Lui aussi est professeur à l'Université du Québec à Chicoutimi. Ce spécialiste de l’écologie forestière mène ses expériences dans la Forêt d'enseignement et de recherche Simoncouche.

Son terrain de jeu est une plantation d'épinettes noires, composée de 500 spécimens qui proviennent de 5 sites situés à différentes latitudes de la forêt boréale fermée du Québec.

Tous les arbres sont équipés d'une carte à puce. C’est la raison pour laquelle Sergio Rossi se balade avec un lecteur qui va l’aider à compiler les informations dans une base de données.

Ses recherches ont notamment mis en évidence des populations d’épinettes nordiques qui, au printemps, se réactivent d'une semaine à 10 jours plus tard que des populations implantées plus au sud.

Sergio Rossi en tire des conclusions pour l’avenir : des sites qui ont des gelées tardives récurrentes pourraient accueillir des arbres qui se réactivent plus tard. Dans le cas contraire, on plantera des arbres plus précoces.

Sergio Rossi, professeur à l'Université du Québec à Chicoutimi.

Sergio Rossi dans la Forêt d'enseignement et de recherche Simoncouche

Photo : Vincent Rességuier

Ces constats intéressent évidemment l'industrie forestière, dont le rendement des plantations pourrait, dans certains cas, être menacé à cause des changements climatiques.

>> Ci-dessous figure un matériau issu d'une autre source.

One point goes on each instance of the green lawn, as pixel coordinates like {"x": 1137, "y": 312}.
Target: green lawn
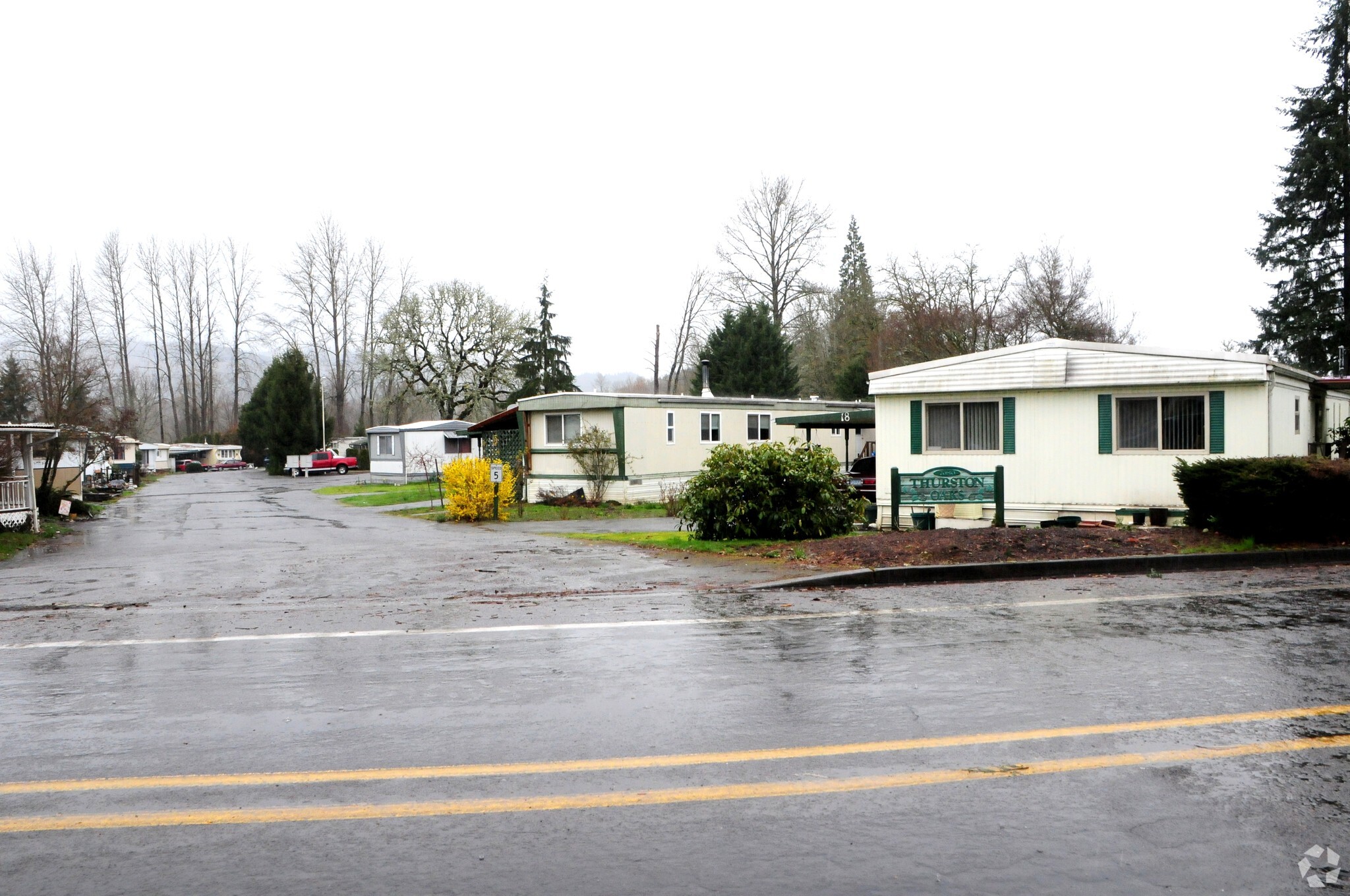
{"x": 544, "y": 513}
{"x": 381, "y": 494}
{"x": 670, "y": 540}
{"x": 13, "y": 543}
{"x": 357, "y": 489}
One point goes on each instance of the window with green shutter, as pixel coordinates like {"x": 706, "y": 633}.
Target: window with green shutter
{"x": 1105, "y": 424}
{"x": 1010, "y": 426}
{"x": 1217, "y": 423}
{"x": 916, "y": 427}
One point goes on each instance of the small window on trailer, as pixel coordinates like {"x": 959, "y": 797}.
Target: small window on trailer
{"x": 562, "y": 428}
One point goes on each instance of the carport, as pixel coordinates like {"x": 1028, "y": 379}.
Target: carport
{"x": 864, "y": 417}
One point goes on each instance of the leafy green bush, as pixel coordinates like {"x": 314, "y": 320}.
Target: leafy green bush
{"x": 1268, "y": 498}
{"x": 770, "y": 491}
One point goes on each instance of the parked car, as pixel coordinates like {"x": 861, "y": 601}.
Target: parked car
{"x": 319, "y": 462}
{"x": 862, "y": 475}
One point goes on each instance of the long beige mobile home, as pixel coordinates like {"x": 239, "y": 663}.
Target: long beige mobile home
{"x": 663, "y": 440}
{"x": 1091, "y": 430}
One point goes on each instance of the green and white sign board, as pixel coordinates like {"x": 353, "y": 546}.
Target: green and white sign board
{"x": 947, "y": 485}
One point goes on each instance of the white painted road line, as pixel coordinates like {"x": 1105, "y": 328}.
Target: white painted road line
{"x": 650, "y": 624}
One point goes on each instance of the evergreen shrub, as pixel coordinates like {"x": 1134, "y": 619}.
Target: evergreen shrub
{"x": 1268, "y": 498}
{"x": 771, "y": 490}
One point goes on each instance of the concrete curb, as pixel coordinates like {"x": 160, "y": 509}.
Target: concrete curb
{"x": 1060, "y": 569}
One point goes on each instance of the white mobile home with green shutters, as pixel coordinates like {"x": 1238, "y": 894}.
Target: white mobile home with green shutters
{"x": 663, "y": 440}
{"x": 1090, "y": 430}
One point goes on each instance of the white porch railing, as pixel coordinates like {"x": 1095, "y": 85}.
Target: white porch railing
{"x": 14, "y": 494}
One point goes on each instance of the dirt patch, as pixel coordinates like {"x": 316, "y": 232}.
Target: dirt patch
{"x": 1002, "y": 546}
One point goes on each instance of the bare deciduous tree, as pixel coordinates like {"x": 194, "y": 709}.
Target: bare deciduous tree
{"x": 1055, "y": 300}
{"x": 698, "y": 301}
{"x": 941, "y": 310}
{"x": 243, "y": 285}
{"x": 111, "y": 270}
{"x": 374, "y": 275}
{"x": 46, "y": 333}
{"x": 770, "y": 246}
{"x": 322, "y": 281}
{"x": 454, "y": 345}
{"x": 152, "y": 267}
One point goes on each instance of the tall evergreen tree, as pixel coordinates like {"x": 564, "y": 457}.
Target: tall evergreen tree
{"x": 1307, "y": 238}
{"x": 543, "y": 355}
{"x": 855, "y": 320}
{"x": 281, "y": 417}
{"x": 15, "y": 393}
{"x": 748, "y": 355}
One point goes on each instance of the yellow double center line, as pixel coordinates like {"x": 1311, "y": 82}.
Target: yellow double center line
{"x": 651, "y": 797}
{"x": 624, "y": 763}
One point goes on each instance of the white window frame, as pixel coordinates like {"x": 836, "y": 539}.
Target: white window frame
{"x": 562, "y": 427}
{"x": 705, "y": 426}
{"x": 960, "y": 412}
{"x": 1160, "y": 450}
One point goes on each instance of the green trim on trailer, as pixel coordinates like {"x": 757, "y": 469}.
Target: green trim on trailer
{"x": 916, "y": 426}
{"x": 1217, "y": 427}
{"x": 1105, "y": 439}
{"x": 1010, "y": 426}
{"x": 619, "y": 441}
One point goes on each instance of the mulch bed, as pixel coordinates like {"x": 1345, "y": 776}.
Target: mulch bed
{"x": 995, "y": 546}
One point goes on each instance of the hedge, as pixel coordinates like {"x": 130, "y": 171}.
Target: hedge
{"x": 770, "y": 491}
{"x": 1268, "y": 498}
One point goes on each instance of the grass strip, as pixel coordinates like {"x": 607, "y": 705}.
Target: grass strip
{"x": 13, "y": 543}
{"x": 668, "y": 540}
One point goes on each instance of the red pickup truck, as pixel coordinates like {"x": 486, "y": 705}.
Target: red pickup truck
{"x": 319, "y": 462}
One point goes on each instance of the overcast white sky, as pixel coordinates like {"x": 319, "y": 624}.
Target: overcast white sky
{"x": 608, "y": 145}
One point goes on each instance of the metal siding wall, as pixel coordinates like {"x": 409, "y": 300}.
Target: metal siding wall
{"x": 1057, "y": 462}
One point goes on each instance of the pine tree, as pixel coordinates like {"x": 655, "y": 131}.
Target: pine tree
{"x": 851, "y": 383}
{"x": 1307, "y": 238}
{"x": 748, "y": 355}
{"x": 543, "y": 355}
{"x": 855, "y": 319}
{"x": 281, "y": 417}
{"x": 15, "y": 393}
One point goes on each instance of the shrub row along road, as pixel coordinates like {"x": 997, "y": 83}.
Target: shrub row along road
{"x": 300, "y": 696}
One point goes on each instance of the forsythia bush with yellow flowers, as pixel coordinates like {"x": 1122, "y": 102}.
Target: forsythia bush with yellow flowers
{"x": 469, "y": 489}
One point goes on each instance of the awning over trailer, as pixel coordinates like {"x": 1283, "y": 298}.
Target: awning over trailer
{"x": 504, "y": 420}
{"x": 864, "y": 417}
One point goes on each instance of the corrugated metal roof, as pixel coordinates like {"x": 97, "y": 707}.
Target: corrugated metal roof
{"x": 578, "y": 401}
{"x": 1057, "y": 363}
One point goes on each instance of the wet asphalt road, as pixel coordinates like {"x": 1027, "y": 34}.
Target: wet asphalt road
{"x": 287, "y": 633}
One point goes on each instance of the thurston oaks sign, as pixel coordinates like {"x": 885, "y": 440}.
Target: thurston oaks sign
{"x": 947, "y": 485}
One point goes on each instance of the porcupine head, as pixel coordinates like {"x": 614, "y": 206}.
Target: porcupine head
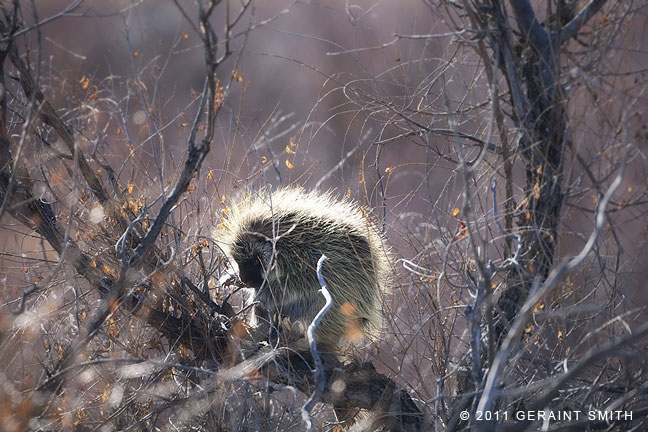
{"x": 275, "y": 240}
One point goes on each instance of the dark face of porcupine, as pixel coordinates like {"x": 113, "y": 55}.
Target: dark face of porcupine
{"x": 253, "y": 255}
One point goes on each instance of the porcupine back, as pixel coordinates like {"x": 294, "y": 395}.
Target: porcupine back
{"x": 305, "y": 225}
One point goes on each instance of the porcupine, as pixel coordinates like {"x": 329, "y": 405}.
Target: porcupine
{"x": 276, "y": 240}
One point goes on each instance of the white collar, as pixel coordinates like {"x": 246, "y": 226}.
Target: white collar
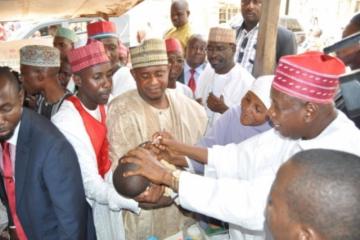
{"x": 14, "y": 137}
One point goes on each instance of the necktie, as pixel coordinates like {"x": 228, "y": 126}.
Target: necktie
{"x": 192, "y": 83}
{"x": 10, "y": 190}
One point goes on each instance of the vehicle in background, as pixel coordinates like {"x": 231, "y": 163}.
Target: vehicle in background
{"x": 40, "y": 33}
{"x": 293, "y": 25}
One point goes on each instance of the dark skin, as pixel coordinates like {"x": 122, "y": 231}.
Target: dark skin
{"x": 251, "y": 13}
{"x": 64, "y": 45}
{"x": 42, "y": 80}
{"x": 216, "y": 104}
{"x": 179, "y": 13}
{"x": 11, "y": 100}
{"x": 65, "y": 73}
{"x": 94, "y": 84}
{"x": 176, "y": 62}
{"x": 195, "y": 52}
{"x": 278, "y": 218}
{"x": 151, "y": 84}
{"x": 111, "y": 45}
{"x": 221, "y": 58}
{"x": 292, "y": 117}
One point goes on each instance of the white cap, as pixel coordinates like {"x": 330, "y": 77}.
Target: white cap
{"x": 261, "y": 87}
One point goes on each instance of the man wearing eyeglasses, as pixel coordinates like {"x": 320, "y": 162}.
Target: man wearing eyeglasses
{"x": 247, "y": 33}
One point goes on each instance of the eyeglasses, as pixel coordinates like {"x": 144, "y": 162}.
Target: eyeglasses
{"x": 246, "y": 2}
{"x": 212, "y": 49}
{"x": 242, "y": 49}
{"x": 198, "y": 48}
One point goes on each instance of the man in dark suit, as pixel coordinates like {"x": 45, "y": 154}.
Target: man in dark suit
{"x": 247, "y": 32}
{"x": 43, "y": 192}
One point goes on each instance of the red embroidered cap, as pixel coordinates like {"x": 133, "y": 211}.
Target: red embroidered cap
{"x": 173, "y": 45}
{"x": 87, "y": 56}
{"x": 311, "y": 76}
{"x": 101, "y": 29}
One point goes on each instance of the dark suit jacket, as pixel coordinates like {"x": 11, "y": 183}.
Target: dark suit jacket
{"x": 50, "y": 198}
{"x": 285, "y": 43}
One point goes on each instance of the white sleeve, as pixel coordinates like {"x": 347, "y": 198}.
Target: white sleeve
{"x": 96, "y": 188}
{"x": 241, "y": 202}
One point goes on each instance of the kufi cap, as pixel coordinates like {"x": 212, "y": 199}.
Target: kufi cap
{"x": 262, "y": 87}
{"x": 150, "y": 53}
{"x": 123, "y": 50}
{"x": 66, "y": 33}
{"x": 222, "y": 34}
{"x": 104, "y": 29}
{"x": 40, "y": 56}
{"x": 311, "y": 76}
{"x": 173, "y": 45}
{"x": 87, "y": 56}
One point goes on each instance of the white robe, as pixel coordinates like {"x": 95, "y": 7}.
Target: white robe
{"x": 246, "y": 171}
{"x": 106, "y": 203}
{"x": 122, "y": 81}
{"x": 232, "y": 86}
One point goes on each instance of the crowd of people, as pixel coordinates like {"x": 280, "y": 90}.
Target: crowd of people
{"x": 267, "y": 157}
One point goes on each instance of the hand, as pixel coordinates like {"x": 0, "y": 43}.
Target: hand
{"x": 13, "y": 234}
{"x": 152, "y": 194}
{"x": 216, "y": 104}
{"x": 163, "y": 202}
{"x": 148, "y": 166}
{"x": 165, "y": 142}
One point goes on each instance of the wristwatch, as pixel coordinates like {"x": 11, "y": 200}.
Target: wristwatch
{"x": 175, "y": 180}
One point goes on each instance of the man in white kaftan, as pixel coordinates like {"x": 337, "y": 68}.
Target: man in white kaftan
{"x": 106, "y": 203}
{"x": 304, "y": 117}
{"x": 225, "y": 83}
{"x": 136, "y": 115}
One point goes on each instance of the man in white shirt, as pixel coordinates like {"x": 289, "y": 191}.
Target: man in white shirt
{"x": 304, "y": 117}
{"x": 195, "y": 60}
{"x": 82, "y": 119}
{"x": 247, "y": 30}
{"x": 105, "y": 31}
{"x": 225, "y": 83}
{"x": 176, "y": 62}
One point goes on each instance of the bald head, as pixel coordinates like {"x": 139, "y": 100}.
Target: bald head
{"x": 324, "y": 192}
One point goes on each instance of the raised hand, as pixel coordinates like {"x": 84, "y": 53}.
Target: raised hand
{"x": 148, "y": 166}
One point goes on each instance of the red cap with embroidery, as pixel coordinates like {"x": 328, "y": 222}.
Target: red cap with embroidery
{"x": 311, "y": 76}
{"x": 102, "y": 29}
{"x": 87, "y": 56}
{"x": 173, "y": 45}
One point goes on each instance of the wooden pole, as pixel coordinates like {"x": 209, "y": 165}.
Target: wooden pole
{"x": 266, "y": 43}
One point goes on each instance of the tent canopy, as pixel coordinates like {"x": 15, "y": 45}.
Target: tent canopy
{"x": 11, "y": 10}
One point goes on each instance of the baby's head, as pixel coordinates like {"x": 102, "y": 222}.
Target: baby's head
{"x": 256, "y": 102}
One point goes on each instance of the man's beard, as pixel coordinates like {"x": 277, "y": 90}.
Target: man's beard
{"x": 7, "y": 136}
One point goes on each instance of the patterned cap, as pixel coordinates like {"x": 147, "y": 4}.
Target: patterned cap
{"x": 150, "y": 53}
{"x": 104, "y": 29}
{"x": 40, "y": 56}
{"x": 173, "y": 45}
{"x": 222, "y": 34}
{"x": 311, "y": 76}
{"x": 66, "y": 33}
{"x": 87, "y": 56}
{"x": 262, "y": 88}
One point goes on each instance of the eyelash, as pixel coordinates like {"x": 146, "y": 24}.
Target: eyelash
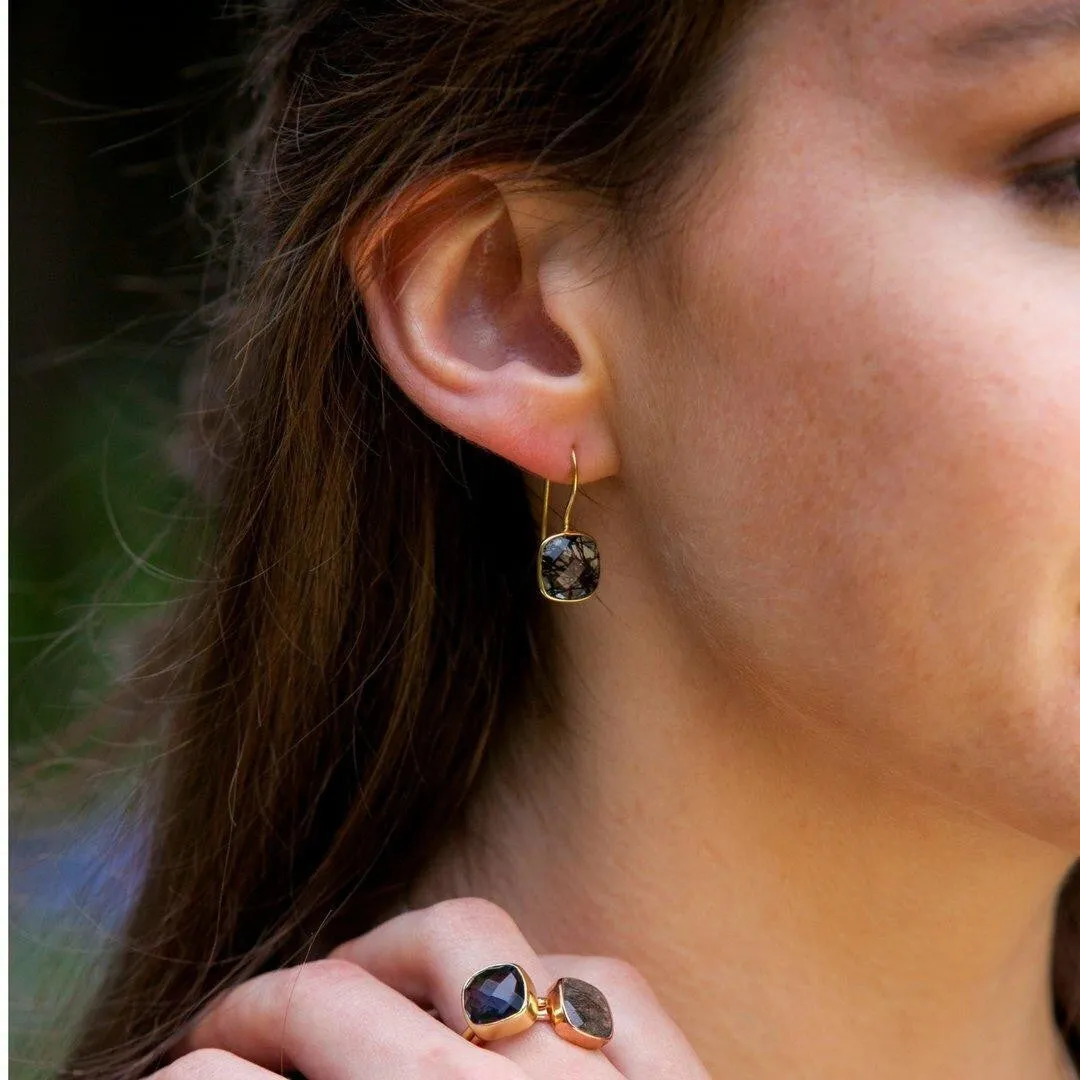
{"x": 1052, "y": 188}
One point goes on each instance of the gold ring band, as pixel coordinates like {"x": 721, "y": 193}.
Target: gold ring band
{"x": 501, "y": 1000}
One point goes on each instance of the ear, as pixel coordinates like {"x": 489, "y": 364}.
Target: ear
{"x": 486, "y": 310}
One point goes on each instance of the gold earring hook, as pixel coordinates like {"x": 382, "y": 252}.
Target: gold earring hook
{"x": 569, "y": 504}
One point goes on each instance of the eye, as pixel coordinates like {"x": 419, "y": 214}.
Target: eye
{"x": 1045, "y": 171}
{"x": 1052, "y": 188}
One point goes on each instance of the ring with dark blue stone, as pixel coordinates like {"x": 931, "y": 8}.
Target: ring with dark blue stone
{"x": 501, "y": 1000}
{"x": 498, "y": 1001}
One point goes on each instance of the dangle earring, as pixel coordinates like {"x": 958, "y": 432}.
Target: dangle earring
{"x": 568, "y": 564}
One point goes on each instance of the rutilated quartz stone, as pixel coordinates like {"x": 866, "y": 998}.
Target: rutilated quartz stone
{"x": 585, "y": 1008}
{"x": 569, "y": 566}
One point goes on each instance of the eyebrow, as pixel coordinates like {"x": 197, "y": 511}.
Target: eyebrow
{"x": 1049, "y": 24}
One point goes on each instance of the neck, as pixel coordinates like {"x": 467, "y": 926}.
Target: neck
{"x": 797, "y": 910}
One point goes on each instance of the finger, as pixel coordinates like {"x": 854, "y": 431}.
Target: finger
{"x": 334, "y": 1021}
{"x": 212, "y": 1065}
{"x": 428, "y": 954}
{"x": 649, "y": 1042}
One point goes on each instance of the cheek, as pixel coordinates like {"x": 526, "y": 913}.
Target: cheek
{"x": 880, "y": 442}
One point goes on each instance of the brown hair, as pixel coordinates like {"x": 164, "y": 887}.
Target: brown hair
{"x": 369, "y": 624}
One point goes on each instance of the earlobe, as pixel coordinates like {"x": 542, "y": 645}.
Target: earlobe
{"x": 455, "y": 302}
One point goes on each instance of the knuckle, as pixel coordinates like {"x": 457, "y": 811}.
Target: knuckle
{"x": 467, "y": 917}
{"x": 311, "y": 984}
{"x": 450, "y": 1062}
{"x": 615, "y": 971}
{"x": 203, "y": 1064}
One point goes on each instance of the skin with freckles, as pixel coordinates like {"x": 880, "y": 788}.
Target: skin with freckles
{"x": 818, "y": 769}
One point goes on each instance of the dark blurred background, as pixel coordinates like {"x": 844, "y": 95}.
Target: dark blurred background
{"x": 116, "y": 109}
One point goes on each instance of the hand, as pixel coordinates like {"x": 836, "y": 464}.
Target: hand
{"x": 361, "y": 1013}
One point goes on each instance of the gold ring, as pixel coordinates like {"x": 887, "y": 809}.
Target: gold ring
{"x": 501, "y": 1000}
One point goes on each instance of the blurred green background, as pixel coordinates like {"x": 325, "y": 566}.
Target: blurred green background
{"x": 115, "y": 110}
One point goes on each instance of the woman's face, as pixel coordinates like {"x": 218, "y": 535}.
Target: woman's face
{"x": 867, "y": 385}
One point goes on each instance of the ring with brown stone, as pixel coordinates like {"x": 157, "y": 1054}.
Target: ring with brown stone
{"x": 501, "y": 1000}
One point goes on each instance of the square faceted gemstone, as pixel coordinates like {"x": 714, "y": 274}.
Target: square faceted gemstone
{"x": 569, "y": 566}
{"x": 495, "y": 994}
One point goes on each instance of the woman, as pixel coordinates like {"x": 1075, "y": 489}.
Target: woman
{"x": 787, "y": 766}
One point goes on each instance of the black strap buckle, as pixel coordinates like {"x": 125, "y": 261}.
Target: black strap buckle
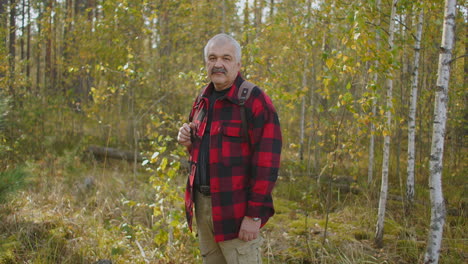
{"x": 204, "y": 189}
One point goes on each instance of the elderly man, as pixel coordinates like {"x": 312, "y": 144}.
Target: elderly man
{"x": 234, "y": 141}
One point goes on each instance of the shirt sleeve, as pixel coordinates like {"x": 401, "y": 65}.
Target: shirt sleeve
{"x": 266, "y": 143}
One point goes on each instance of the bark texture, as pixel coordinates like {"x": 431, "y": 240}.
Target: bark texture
{"x": 412, "y": 114}
{"x": 386, "y": 148}
{"x": 437, "y": 147}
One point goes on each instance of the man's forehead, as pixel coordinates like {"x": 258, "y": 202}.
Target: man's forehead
{"x": 221, "y": 47}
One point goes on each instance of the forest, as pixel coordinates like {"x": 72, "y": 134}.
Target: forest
{"x": 371, "y": 94}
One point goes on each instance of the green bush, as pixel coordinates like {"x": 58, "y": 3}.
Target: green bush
{"x": 10, "y": 182}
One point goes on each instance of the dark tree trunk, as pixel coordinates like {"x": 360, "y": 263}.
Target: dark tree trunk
{"x": 11, "y": 44}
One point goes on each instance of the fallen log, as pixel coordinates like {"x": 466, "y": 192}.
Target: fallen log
{"x": 113, "y": 153}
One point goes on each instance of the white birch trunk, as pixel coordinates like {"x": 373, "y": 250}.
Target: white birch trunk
{"x": 437, "y": 148}
{"x": 386, "y": 147}
{"x": 412, "y": 113}
{"x": 303, "y": 106}
{"x": 370, "y": 167}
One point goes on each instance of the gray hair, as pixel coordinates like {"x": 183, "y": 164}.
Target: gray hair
{"x": 229, "y": 39}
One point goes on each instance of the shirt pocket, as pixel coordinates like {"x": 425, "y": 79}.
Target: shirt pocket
{"x": 233, "y": 148}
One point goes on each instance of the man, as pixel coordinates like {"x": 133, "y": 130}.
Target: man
{"x": 233, "y": 167}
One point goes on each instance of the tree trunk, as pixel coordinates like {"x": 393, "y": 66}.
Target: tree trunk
{"x": 303, "y": 106}
{"x": 386, "y": 148}
{"x": 11, "y": 46}
{"x": 370, "y": 166}
{"x": 412, "y": 115}
{"x": 28, "y": 47}
{"x": 438, "y": 133}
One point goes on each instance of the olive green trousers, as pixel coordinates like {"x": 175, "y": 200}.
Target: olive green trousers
{"x": 233, "y": 251}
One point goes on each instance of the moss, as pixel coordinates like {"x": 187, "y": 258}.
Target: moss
{"x": 409, "y": 250}
{"x": 362, "y": 235}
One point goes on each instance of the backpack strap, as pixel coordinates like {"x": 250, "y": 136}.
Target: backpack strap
{"x": 243, "y": 94}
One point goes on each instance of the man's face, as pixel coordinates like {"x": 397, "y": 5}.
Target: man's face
{"x": 222, "y": 65}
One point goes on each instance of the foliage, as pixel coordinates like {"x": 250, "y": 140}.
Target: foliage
{"x": 10, "y": 182}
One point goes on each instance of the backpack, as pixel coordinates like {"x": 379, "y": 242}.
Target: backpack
{"x": 243, "y": 94}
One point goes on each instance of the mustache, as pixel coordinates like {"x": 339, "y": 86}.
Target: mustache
{"x": 216, "y": 70}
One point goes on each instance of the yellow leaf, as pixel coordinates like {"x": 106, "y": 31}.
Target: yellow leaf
{"x": 329, "y": 63}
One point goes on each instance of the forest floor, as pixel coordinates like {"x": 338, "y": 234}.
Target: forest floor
{"x": 81, "y": 212}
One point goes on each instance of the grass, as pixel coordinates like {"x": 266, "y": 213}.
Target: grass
{"x": 80, "y": 211}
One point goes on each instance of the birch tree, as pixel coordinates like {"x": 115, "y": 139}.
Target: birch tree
{"x": 370, "y": 167}
{"x": 386, "y": 147}
{"x": 438, "y": 133}
{"x": 412, "y": 113}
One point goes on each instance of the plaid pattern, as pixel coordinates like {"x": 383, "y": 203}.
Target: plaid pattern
{"x": 242, "y": 175}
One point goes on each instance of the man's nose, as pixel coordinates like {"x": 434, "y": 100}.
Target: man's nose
{"x": 218, "y": 63}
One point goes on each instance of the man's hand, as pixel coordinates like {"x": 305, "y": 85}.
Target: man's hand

Nous travaillons étroitement avec l'industrie forestière et le ministère des Forêts pour identifier les meilleures stratégies pour adapter l'aménagement forestier dans ce contexte de changement, explique le chercheur.

La migration assistée

Avec le réchauffement climatique, la communauté scientifique s'attend logiquement à une migration de plusieurs espèces vers le nord. Au rythme de la nature, ce processus peut prendre des centaines d'années avec perte et fracas.

Un temps d'adaptation qui s'avère trop lent et qui ne correspond pas aux besoins de l'industrie. Les arbres sont récoltés à maturité, c'est-à-dire vers l'âge de 80 ans en moyenne.

À travers tout le Québec, une poignée d’équipes multidisciplinaires s’attellent à planifier ce qu'on appelle une migration assistée, explique Émilie Champagne, biologiste à la Direction de la recherche forestière au ministère de la Forêt.

Selon elle, il s'agit de la méthode la plus novatrice à l’heure actuelle et potentiellement la plus efficace, mais pour la mettre en application, il manque encore des données scientifiques fiables.

« La migration assistée consiste à déplacer par plantation des populations ou des espèces d'arbres vers des endroits où les conditions climatiques futures seraient adaptées. »

— Une citation de  Émilie Champagne, biologiste
Émilie Champagne du ministère des Forêts, de la Faune et des Parcs du Québec.

Émilie Champagne étudie le broutement par les herbivores de huit espèces d'arbres.

Photo : Vincent Rességuier

Son équipe étudie actuellement le potentiel de migration de huit espèces d'arbres emblématiques dans la réserve faunique de Portneuf.

Le ministère entend multiplier les recherches sur ce sujet. Nous rencontrons d’ailleurs Émilie Champagne à la forêt de Simoncouche, où elle est de passage pour faire du repérage. Elle cherche un terrain pour mener ses expérimentations, notamment sur l'influence de la faune, son domaine de prédilection.

Le cerf de Virginie et l'orignal peuvent entraîner des échecs de plantation et de régénération. Or, tout indique que les populations de cervidés vont bénéficier des hivers plus cléments.

Dans le cadre de la migration assistée, ses études consistent à sélectionner des arbres moins prisés par les herbivores. Là encore, l’épinette tire son épingle du jeu, au contraire du cerisier tardif, par exemple.

Le ministère des Forêts, de la Faune et des Parcs a mené l’an dernier une consultation publique pour établir sa Stratégie d'adaptation de la gestion et de l'aménagement des forêts aux changements climatiques.

Selon nos sources, le document est prêt, mais le gouvernement Legault n'a pas souhaité le rendre public avant les élections.